Abraxane, temozolomide, and oblimersen (The ATG Trial): A final report of toxicity and clinical efficacy in metastatic melanoma patients with normal lactate dehydrogenase (LDH).

Abstract

8545 Background: The combination (combo) of oblimersen (OBL), a bcl-2 anti-sense agent, with dacarbazine showed promise in metastatic melanoma (MM) patients (pts) with normal (nl) LDH. OBL, temozolomide (TMZ), and abraxane (ABX) were synergistic in preclinical models of A375 MM cell lines. We conducted a phase I trial of this combo in MM pts with nl LDH and will present the final analysis of toxicity (tox) and clinical efficacy. Methods: Chemo-naïve MM pts (ECOG PS≤2, nl LDH, measurable disease per RECIST) were enrolled onto a phase I protocol with 3 cohorts (ct). Treatment regimen consisted of 56-day cycles of OBL 7 mg/kg/d continuous IV infusion (CIV), d 1-7 and 22-28 in ct 1-2; OBL 900 mg fixed dose over 1 hour, twice weekly in weeks 1-2, 4-5 [d 1,4,8,11,22,25,29,32] for ct 3; TMZ 75/m2/d in ct 1-3, d 1-42, and ABX 175 mg/m2 in ct 1 and 3, 260 mg/m2 in ct 2, d 7 and 28. IHC staining for Bcl-2, Bcl-XL, BAK and caspase 3 were performed in pre- and post-therapy tumor samples. ABX and OBL PK and shed serum cryptic epitopes (SSCE) were monitored. Results: 32 pts were treated (ct 1-14; ct 2- 4; ct 3-14). Median age= 58 years (range: 34-78). Stage M1a-4; M1b-2; M1c-26. Average cycles=3. Tox, all ct: Gr III leukopenia (1), neutropenia (neut) (2), thrombocytopenia (thrombo) (1), sensory neuropathy (sens neuro) (2), OBL hypersensitivity (2); Gr IV neut (1), thrombo (1), sens neuro (4). Responses, all ct: 2-CR (48+ and 14 mos), 10-PR, 13-SD, 7-PD for a disease control rate (CR+PR+SD) of 78.1%. Survival, all ct: OS 14.7 mos; 50% survived > 1y. Correlates: No impact of combo on ABX PK. SSCE appeared to correlate with clinical response or disease progression. Alteration of the tumor biology based on phenotypic changes in Bcl-2, Bcl-xL, BAK and caspase 3 correlated with response to treatment.

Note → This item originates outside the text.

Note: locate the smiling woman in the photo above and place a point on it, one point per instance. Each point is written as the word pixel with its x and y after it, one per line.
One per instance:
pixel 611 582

Conclusions: The combo of OBL, TMZ, and ABX in MM pts with nl LDH is safe and well tolerated. The disease control rate of 78.1% and the survival data are encouraging. Biomarker studies support the rationale that Bcl-2 antisense therapy specifically impacts apoptotic signaling pathways in MM cells. The twice-weekly, fixed-dose OBL schedule appears to be similar in safety and efficacy as the 7-day CIV regimen.